Letras Boricuas aims to “identify and connect writers” from various backgrounds and identities who “embody the vastness, diversity and complexity of Puerto Rican experiences.”
The grant program was established to “enrich and sustain” Puerto Rican literary culture across the island and the U.S. Diaspora.
This year, 20 writers were chosen to receive the Letras Boricuas Fellowship, and awarded each with a $25,000 grant.
Among them was the Philadelphia-based Francisco Font Acevedo, a Puerto Rican fiction writer who has also worked as an English-Spanish interpreter.
His writing takes inspiration from “what results from personal and other people’s memory, dreams, the hybridity of cultural identities, the occupation and eviction of humanized spaces, nomadism and exile, human dignity and misery, and what I do not know.”

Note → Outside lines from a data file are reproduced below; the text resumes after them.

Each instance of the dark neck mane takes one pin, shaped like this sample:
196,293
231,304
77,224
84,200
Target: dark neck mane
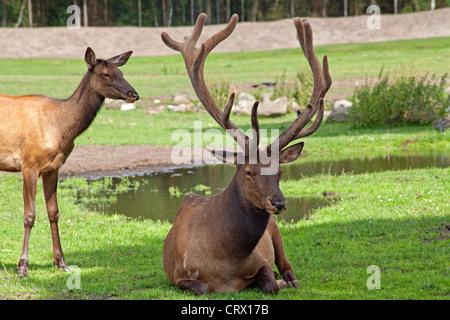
243,223
81,107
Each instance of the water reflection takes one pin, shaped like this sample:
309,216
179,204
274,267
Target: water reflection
158,196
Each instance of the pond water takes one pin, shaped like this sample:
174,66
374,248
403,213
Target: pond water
158,196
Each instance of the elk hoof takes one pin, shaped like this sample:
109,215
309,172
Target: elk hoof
62,265
22,268
294,284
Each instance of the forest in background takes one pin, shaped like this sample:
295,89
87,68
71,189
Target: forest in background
149,13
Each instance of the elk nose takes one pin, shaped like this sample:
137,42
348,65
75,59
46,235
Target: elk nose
279,205
134,95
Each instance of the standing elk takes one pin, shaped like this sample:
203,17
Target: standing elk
229,241
37,134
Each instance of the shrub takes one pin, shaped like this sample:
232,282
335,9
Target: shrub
408,100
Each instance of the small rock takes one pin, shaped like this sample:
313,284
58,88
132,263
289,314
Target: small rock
342,103
182,107
274,108
339,114
127,107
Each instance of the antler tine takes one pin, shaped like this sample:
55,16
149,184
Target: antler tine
194,59
322,82
255,123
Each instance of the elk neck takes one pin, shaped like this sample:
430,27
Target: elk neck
80,109
245,223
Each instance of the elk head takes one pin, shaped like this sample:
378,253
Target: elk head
257,178
106,79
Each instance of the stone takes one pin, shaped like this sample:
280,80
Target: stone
127,106
244,104
342,103
182,108
442,124
339,114
183,97
277,107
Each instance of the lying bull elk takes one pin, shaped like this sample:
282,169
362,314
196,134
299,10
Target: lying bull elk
37,134
229,241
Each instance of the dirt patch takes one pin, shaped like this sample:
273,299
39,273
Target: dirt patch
60,42
97,161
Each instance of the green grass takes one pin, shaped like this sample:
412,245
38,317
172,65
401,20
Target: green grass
390,219
393,220
165,75
125,128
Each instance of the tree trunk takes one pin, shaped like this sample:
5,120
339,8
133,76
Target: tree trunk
192,13
218,12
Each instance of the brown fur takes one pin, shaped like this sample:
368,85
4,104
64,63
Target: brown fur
37,134
230,241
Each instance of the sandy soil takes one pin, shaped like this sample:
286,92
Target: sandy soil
61,42
93,161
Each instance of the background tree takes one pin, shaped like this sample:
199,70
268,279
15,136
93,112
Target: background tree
150,13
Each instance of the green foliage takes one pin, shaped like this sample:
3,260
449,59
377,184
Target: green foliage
219,90
299,88
407,100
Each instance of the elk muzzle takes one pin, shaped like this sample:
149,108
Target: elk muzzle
275,205
132,96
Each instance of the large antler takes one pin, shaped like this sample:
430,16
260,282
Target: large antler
322,82
194,59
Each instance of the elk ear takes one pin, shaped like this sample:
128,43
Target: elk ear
90,59
121,59
225,156
291,153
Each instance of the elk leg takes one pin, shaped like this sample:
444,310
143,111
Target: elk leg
283,265
196,286
266,279
50,182
29,196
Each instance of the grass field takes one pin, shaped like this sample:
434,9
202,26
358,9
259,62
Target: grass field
165,75
394,220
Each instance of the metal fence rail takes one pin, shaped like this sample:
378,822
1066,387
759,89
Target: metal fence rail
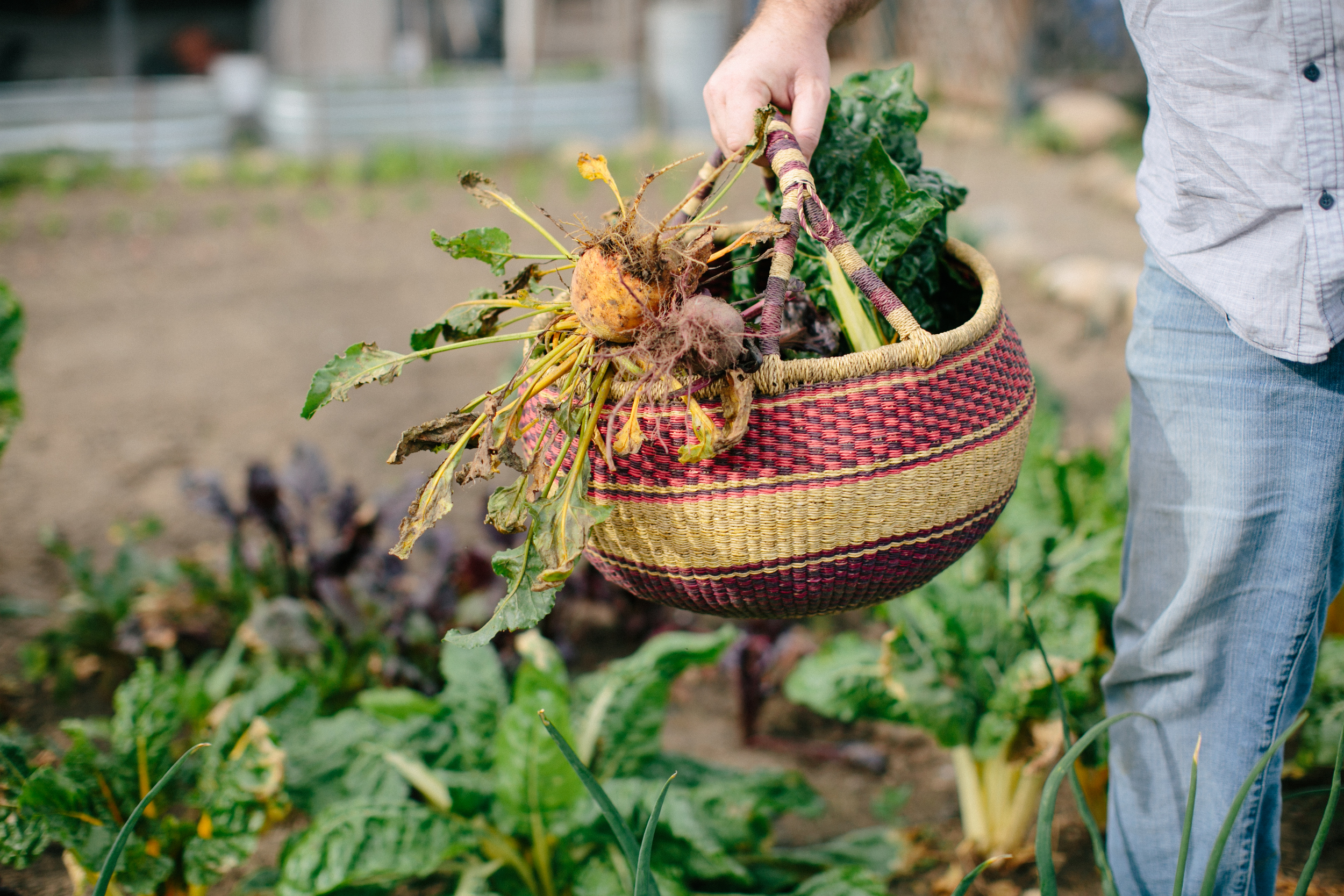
155,123
494,114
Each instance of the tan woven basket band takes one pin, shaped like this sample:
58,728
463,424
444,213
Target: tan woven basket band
923,497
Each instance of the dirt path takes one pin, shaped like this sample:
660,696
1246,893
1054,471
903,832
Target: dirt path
176,329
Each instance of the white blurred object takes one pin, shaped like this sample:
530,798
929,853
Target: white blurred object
332,38
1101,288
241,81
410,54
686,42
1090,119
1105,178
464,35
520,38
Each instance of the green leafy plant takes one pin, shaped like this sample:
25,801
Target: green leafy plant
1326,709
961,658
870,175
11,338
187,830
475,786
845,880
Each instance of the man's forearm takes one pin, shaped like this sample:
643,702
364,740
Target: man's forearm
812,14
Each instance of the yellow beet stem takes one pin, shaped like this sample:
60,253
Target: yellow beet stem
714,175
557,371
504,199
595,413
863,336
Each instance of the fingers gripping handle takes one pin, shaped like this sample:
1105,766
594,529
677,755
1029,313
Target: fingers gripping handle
800,203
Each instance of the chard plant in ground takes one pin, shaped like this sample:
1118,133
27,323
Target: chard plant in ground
192,828
961,658
302,575
464,787
11,336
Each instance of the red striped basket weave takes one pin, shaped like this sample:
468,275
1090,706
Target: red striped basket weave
861,478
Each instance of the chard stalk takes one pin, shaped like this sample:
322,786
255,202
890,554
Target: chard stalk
975,822
861,332
1026,801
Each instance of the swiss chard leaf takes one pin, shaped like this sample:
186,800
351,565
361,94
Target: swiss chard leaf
877,209
625,701
527,597
205,862
881,851
355,844
476,693
561,527
11,335
530,771
490,245
848,880
474,319
396,704
842,682
361,364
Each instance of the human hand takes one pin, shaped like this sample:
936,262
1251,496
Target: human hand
781,60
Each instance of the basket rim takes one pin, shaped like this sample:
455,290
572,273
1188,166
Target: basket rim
777,375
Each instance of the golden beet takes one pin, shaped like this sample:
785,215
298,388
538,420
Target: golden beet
609,302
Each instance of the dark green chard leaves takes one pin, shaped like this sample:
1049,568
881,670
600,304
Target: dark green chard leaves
870,176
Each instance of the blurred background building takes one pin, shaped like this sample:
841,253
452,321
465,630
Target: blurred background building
159,81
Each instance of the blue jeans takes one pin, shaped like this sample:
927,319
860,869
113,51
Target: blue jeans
1233,551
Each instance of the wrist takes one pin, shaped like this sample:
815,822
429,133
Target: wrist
799,19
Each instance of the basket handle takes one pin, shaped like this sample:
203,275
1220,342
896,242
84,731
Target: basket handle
802,206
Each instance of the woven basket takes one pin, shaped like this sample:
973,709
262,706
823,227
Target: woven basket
861,478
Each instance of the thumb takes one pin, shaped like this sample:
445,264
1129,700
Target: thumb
811,98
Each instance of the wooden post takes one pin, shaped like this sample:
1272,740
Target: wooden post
520,38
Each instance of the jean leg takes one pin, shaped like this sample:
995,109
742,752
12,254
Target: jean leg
1233,550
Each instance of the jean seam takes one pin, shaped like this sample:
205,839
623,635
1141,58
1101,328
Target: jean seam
1242,876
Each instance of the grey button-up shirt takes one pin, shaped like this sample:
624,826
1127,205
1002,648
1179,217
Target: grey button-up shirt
1241,194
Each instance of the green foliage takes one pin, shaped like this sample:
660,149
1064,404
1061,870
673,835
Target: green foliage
870,178
11,336
53,171
842,680
361,364
370,843
1326,707
518,822
963,660
490,245
108,770
463,321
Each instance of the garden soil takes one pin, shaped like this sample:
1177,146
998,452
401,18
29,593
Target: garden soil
176,328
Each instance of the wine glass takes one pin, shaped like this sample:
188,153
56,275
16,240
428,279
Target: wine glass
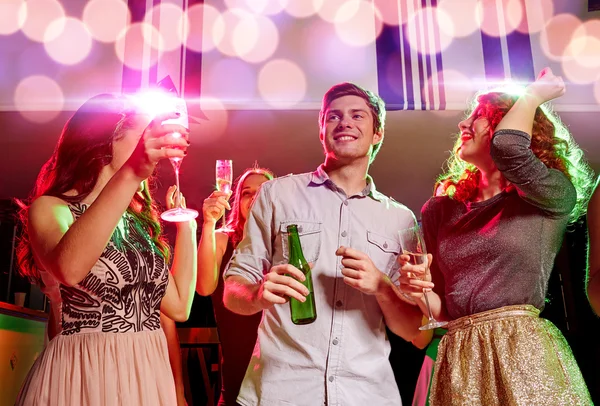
413,245
224,175
178,213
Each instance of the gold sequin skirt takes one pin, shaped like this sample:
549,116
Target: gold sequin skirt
506,356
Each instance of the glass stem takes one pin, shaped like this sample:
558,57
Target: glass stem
428,306
176,165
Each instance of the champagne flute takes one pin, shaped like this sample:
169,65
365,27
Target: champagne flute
413,245
178,213
224,175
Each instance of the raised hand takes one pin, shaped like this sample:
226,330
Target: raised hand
214,206
546,87
158,142
281,283
172,197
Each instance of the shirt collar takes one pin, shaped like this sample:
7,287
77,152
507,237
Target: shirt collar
320,177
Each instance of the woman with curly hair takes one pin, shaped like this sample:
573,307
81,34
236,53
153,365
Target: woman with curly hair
237,333
93,242
515,182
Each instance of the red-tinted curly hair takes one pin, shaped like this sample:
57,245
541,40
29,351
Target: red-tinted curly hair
551,142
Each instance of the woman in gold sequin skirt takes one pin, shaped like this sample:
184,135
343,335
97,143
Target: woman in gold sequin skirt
514,182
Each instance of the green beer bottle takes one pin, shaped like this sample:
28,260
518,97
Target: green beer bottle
302,312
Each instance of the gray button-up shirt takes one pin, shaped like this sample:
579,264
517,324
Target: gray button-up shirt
342,357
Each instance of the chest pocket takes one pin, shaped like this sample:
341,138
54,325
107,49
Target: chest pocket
383,251
310,239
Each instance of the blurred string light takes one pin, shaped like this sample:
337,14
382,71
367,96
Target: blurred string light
251,37
165,18
420,30
38,98
106,19
597,91
264,7
556,35
281,83
355,23
40,14
303,8
463,19
12,16
458,87
499,17
581,60
137,55
203,28
69,41
217,119
538,13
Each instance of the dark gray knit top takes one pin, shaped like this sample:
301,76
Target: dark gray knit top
501,251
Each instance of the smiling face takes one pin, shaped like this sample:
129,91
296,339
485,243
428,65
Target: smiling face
475,135
348,131
248,193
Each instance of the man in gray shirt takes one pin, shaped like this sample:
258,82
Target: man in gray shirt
348,231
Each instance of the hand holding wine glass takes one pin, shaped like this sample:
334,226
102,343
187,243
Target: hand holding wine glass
178,213
224,177
415,269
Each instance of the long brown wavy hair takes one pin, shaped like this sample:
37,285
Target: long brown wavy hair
551,142
85,147
235,223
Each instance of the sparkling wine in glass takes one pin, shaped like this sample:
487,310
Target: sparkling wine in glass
413,245
224,175
178,213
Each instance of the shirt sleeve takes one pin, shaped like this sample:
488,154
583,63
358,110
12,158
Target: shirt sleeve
543,187
252,258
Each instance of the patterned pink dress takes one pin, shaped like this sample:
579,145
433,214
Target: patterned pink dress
109,349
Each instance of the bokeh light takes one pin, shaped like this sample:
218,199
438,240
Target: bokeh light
303,8
255,38
132,49
204,28
356,24
230,19
338,10
538,13
458,88
597,91
12,16
40,14
264,7
389,12
464,18
215,124
217,80
556,35
166,19
38,98
281,83
419,29
499,18
105,19
581,59
71,42
326,55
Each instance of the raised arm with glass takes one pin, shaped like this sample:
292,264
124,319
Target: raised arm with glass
178,213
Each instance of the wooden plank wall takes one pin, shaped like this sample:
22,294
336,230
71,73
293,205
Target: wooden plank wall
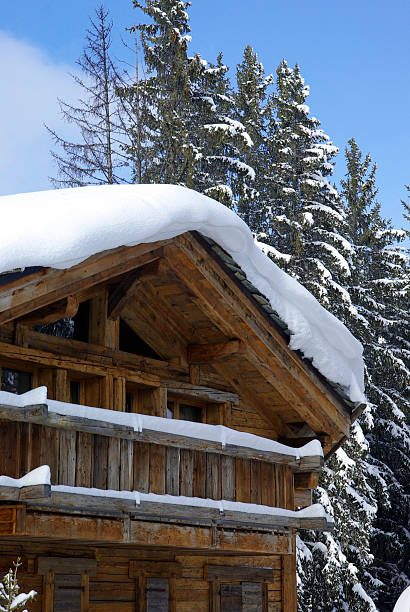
87,460
113,588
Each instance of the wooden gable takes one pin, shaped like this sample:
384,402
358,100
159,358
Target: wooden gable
193,325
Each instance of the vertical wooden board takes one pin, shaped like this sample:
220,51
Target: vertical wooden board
119,393
199,475
114,456
48,592
267,484
213,488
67,458
92,392
46,378
9,434
186,476
107,392
256,485
25,450
172,471
243,480
126,465
159,402
100,462
227,478
289,600
141,467
34,446
252,597
84,463
157,469
50,439
62,387
289,488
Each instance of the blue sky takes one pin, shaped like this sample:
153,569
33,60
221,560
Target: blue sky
353,54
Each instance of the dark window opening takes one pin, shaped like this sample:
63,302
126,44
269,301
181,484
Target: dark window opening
170,410
76,328
82,322
15,381
129,402
157,594
67,593
130,342
247,596
190,413
75,392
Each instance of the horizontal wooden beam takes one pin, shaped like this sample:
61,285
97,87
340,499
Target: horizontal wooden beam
65,308
125,291
212,353
62,501
105,428
48,286
28,493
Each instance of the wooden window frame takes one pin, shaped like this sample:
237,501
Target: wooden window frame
141,570
231,574
48,567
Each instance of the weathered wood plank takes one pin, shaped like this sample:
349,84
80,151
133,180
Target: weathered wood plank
186,472
172,471
228,478
157,469
141,467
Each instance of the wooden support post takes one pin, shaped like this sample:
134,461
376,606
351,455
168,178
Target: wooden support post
102,330
289,599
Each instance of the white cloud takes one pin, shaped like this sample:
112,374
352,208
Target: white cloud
30,84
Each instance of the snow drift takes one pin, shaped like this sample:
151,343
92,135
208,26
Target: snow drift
61,228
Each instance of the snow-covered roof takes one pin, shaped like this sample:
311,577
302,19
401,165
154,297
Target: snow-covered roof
61,228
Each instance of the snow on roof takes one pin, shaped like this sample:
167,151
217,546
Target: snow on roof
61,228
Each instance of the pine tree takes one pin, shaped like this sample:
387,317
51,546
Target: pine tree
98,156
10,596
380,290
252,111
307,235
305,220
220,137
166,90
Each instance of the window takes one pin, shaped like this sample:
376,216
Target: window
177,409
15,381
157,594
66,583
243,596
239,589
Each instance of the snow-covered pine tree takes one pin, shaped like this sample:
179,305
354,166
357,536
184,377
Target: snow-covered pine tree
167,90
306,235
220,137
10,597
380,291
252,111
98,156
305,216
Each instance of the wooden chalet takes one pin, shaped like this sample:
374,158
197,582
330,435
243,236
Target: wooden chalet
173,330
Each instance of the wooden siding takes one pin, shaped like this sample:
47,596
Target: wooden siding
91,460
114,587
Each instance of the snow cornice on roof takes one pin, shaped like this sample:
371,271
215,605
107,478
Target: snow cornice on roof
59,229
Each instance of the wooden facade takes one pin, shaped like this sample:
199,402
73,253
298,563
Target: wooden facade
173,330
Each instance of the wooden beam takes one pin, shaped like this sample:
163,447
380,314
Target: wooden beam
308,480
114,430
212,353
125,291
47,286
224,303
65,308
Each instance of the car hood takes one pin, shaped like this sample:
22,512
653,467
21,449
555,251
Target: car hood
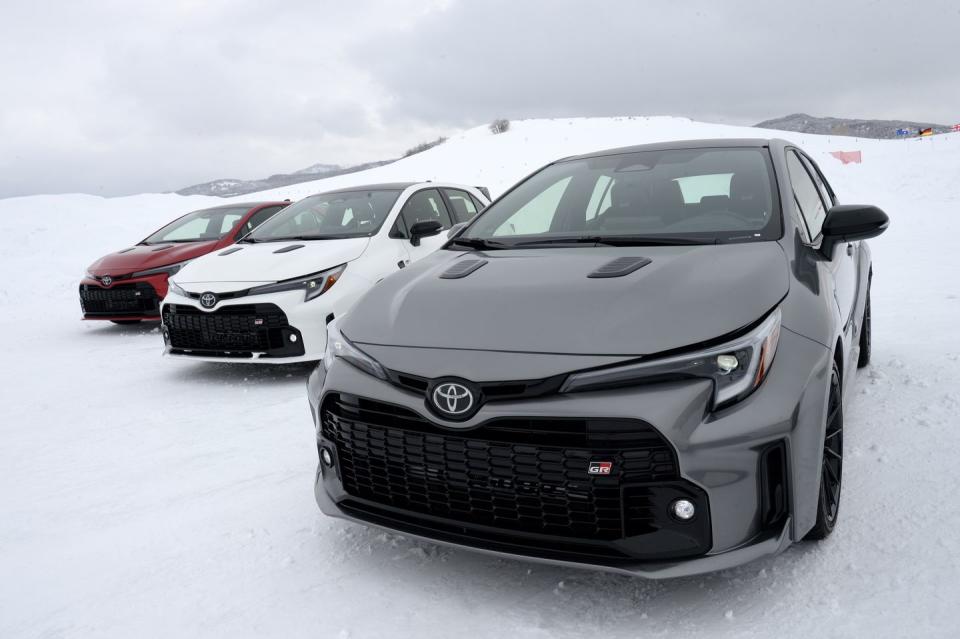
271,261
541,301
142,257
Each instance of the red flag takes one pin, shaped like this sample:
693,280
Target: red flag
848,156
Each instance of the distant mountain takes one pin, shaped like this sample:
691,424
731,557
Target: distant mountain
228,187
877,129
319,168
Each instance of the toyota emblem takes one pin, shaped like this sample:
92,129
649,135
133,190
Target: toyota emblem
450,398
208,300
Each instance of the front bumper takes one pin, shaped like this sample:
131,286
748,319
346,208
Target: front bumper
269,329
753,501
125,299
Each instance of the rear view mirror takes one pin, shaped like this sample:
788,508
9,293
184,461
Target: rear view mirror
427,228
851,222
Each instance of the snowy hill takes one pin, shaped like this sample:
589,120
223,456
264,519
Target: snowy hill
879,129
142,497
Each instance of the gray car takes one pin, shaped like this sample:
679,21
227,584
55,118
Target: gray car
634,360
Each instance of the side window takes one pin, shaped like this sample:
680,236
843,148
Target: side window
818,180
600,198
537,215
192,230
463,207
806,195
424,206
259,218
477,203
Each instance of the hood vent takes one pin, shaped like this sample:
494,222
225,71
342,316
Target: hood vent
620,267
462,269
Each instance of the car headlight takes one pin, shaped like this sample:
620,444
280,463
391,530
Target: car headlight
170,269
175,288
339,347
313,285
737,368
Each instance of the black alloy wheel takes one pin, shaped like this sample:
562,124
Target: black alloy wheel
831,466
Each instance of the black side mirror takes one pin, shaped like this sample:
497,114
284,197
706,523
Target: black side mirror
455,229
851,222
427,228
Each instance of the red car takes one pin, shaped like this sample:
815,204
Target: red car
127,286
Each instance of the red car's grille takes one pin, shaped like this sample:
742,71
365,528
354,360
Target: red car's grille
119,300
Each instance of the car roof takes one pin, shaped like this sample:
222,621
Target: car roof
385,186
710,143
249,205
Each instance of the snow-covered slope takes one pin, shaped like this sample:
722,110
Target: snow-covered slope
141,497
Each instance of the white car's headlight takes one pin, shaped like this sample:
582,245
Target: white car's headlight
170,269
339,347
737,368
313,285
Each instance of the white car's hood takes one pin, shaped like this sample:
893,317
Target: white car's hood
271,261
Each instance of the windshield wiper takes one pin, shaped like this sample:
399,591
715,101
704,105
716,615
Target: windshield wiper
621,240
655,240
477,243
290,238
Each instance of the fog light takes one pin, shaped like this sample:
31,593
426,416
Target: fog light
727,363
683,509
326,457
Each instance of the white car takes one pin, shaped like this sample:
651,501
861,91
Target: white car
268,298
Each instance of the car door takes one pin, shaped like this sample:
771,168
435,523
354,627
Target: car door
814,201
423,205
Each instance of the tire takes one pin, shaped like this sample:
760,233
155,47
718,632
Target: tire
831,465
865,335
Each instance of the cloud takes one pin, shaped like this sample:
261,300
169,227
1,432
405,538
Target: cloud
115,97
736,60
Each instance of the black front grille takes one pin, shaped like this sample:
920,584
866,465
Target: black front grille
119,300
231,330
525,475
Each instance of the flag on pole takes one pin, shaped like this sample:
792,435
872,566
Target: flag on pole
848,156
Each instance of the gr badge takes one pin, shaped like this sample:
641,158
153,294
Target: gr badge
599,468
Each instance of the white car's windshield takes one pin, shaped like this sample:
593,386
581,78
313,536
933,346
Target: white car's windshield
329,216
696,196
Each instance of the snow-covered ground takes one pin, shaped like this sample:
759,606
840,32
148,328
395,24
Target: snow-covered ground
142,497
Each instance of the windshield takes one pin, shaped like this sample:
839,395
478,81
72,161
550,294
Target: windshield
329,216
681,196
200,226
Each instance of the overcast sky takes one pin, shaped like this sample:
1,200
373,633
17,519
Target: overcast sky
114,97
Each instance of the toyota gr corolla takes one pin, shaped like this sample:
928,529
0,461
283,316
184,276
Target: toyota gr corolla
268,298
127,286
635,359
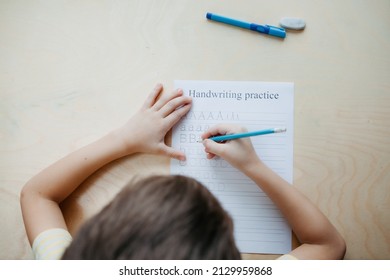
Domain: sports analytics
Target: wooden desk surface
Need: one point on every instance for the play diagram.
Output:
(71, 72)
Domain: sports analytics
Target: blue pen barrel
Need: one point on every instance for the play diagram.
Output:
(266, 29)
(230, 21)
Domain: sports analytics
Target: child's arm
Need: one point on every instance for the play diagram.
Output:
(144, 132)
(319, 238)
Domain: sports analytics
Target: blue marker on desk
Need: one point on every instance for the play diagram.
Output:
(227, 137)
(266, 29)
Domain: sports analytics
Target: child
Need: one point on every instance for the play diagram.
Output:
(162, 217)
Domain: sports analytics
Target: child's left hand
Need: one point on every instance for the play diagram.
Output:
(146, 130)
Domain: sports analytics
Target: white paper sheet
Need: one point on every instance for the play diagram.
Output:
(259, 226)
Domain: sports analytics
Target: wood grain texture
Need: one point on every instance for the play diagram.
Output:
(72, 71)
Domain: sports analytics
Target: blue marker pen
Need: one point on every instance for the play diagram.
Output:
(266, 29)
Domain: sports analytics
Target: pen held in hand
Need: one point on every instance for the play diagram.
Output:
(227, 137)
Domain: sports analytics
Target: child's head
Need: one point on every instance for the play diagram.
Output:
(161, 217)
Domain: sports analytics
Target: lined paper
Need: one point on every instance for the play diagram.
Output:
(259, 227)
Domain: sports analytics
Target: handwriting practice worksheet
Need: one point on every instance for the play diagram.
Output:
(259, 227)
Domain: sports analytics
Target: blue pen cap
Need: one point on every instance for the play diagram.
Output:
(276, 31)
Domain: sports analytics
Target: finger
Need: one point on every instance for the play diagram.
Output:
(222, 129)
(177, 114)
(165, 98)
(172, 153)
(153, 96)
(174, 104)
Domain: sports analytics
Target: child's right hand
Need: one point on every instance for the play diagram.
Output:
(239, 152)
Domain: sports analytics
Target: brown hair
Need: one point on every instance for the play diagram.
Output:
(160, 217)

Font Acevedo was born in Chicago to Puerto Rican parents. He would later move to and grow up in Rincón, Puerto Rico.
The writer lived in Rincón until 2018. He now lives in Philly, where he moved to reconnect with his sister who had already been living in the city for the past two decades.
Regarding the Letras Boricuas award, Font Acevedo shared that receiving the fellowship will grant him greater financial stability while completing his next novel.
“It was a surprise, and at the same time a relief,” he told Billy Penn.
For his next novel, Font Acevedo’s tale will not take place in Philadelphia, but does carry a sense of Philly, according to the writer.